• Kino
  • Mapa
  • Ogłoszenia
  • Forum
  • Komunikacja
  • Raport

Miejscy urzędnicy, kolega z kręgielni... Kto nie płacił za parkowanie

Michał Sielski
13 stycznia 2016 (artykuł sprzed 8 lat) 
Po aresztowaniu Tomasza Wojaczka zmieniono uchwałę Rady Miasta, która sprecyzowała zasady odwołań oraz ograniczyła możliwość przyznawania darmowych abonamentów dla urzędników. Po aresztowaniu Tomasza Wojaczka zmieniono uchwałę Rady Miasta, która sprecyzowała zasady odwołań oraz ograniczyła możliwość przyznawania darmowych abonamentów dla urzędników.

- Każdy mógł dopisywać numery rejestracyjne samochodów, których kierowcy nie musieli płacić za parkowanie w centrum Gdyni. Wszyscy pracownicy Strefy Płatnego Parkowania o tym wiedzieli - zeznał informatyk gdyńskiego ZDiZ. Twierdzi, że po złożeniu pierwszych zeznań otrzymywał groźby. Po kilku tygodniach porysowano mu samochód, a na jego dane osobowe ktoś zaciągnął pięć kredytów w Trójmieście i Bydgoszczy.



Czy wierzysz, że wszyscy winni zamieszania w SPP w Gdyni poniosą karę?

Chaos, zero nadzoru, państwo w państwie - tak najkrócej można określić funkcjonowanie Strefy Płatnego Parkowania w Gdyni w minionych latach. Proces jej byłego kierownika Tomasza Wojaczka toczy się przed gdyńskim Sądem Rejonowym. Z każdą kolejną rozprawą wyłaniają się nowe okoliczności, które pokazują skalę patologii, jakie miały miejsce w tej instytucji.

Identyfikatory? Wezmę sobie na tydzień

Okazuje się m.in., że pracownicy Strefy Płatnego Parkowania mieli do dyspozycji dwa identyfikatory na okaziciela, by np. prywatnym samochodem pojechać w celu służbowym do centrum i nie płacić tam za parkowanie.

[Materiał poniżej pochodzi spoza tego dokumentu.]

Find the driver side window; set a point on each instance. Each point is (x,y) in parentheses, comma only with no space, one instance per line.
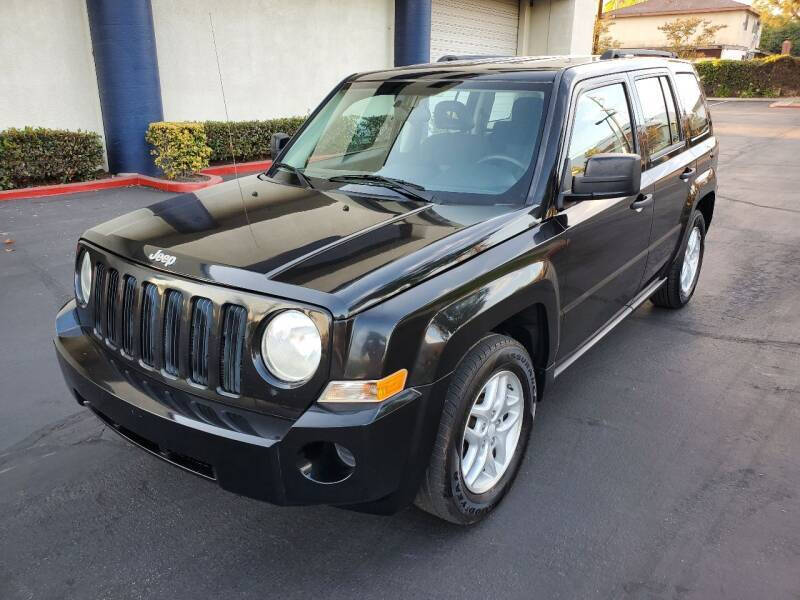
(602,124)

Jak wyglądało to w praktyce?

- Z abonamentów na okaziciela korzystała księgowość i biuro kadr. Zabierali je w poniedziałek, a zwracali w piątek - mówił przed sądem informatyk urzędu.
Z tego powodu na listę bezpłatnego parkowania wpisany został m.in. jego samochód, którym jeździł naprawiać uszkodzone parkomaty. Ale trafiło tam też pożyczane auto jego matki, które potem zostało usunięte, a także samochód kolegi, który raz pomógł mu przewieźć zepsuty parkomat. Jedynie jego numeru rejestracyjnego z listy już nie usunięto. Dlaczego? Świadek twierdzi, że nie pamięta. Zdradził natomiast, że do listy samochody mógł dodawać praktycznie każdy pracownik SPP.

- Każdy mógł dokonać wpisu, każdy miał dostęp do wszystkich zakładek, bo niemal każdy miał uprawnienia kierownicze - mówi pracujący do dziś dla urzędu 30-letni informatyk.
Czytaj także: Nie płacili za parkowanie, bo "nie wiedzieli"?

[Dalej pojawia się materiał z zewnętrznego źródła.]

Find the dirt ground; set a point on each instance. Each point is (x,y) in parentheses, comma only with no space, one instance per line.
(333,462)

Z abonamentów na okaziciela korzystała księgowość, biuro kadr. Zabierali je w poniedziałek, a zwracali w piątek.
Początkowo na liście było 20 pracowników ZDiZ, którzy mieli podpisane umowy na używanie samochodów prywatnych do celów służbowych. Potem jednak lista szybko spuchła. Trafili na nią kolejni urzędnicy, ich rodziny, znajomi, zaprzyjaźnieni przedsiębiorcy oraz kontrolerzy SPP. Także syn dyrektora ZDiZ Romana Witowskiego, który wraz z nim i kierownikiem SPP Tomaszem Wojaczkiem co tydzień grywał w kręgle w gdyńskim U7.

Większość z numerów na listę miał wprowadzić informatyk, bezpośrednio podlegający wówczas oskarżonemu obecnie Tomaszowi Wojaczkowi. Jak twierdzi, gdy zaczął odmawiać wpisywania kolejnych rejestracji, miały zacząć się jego kłopoty w pracy.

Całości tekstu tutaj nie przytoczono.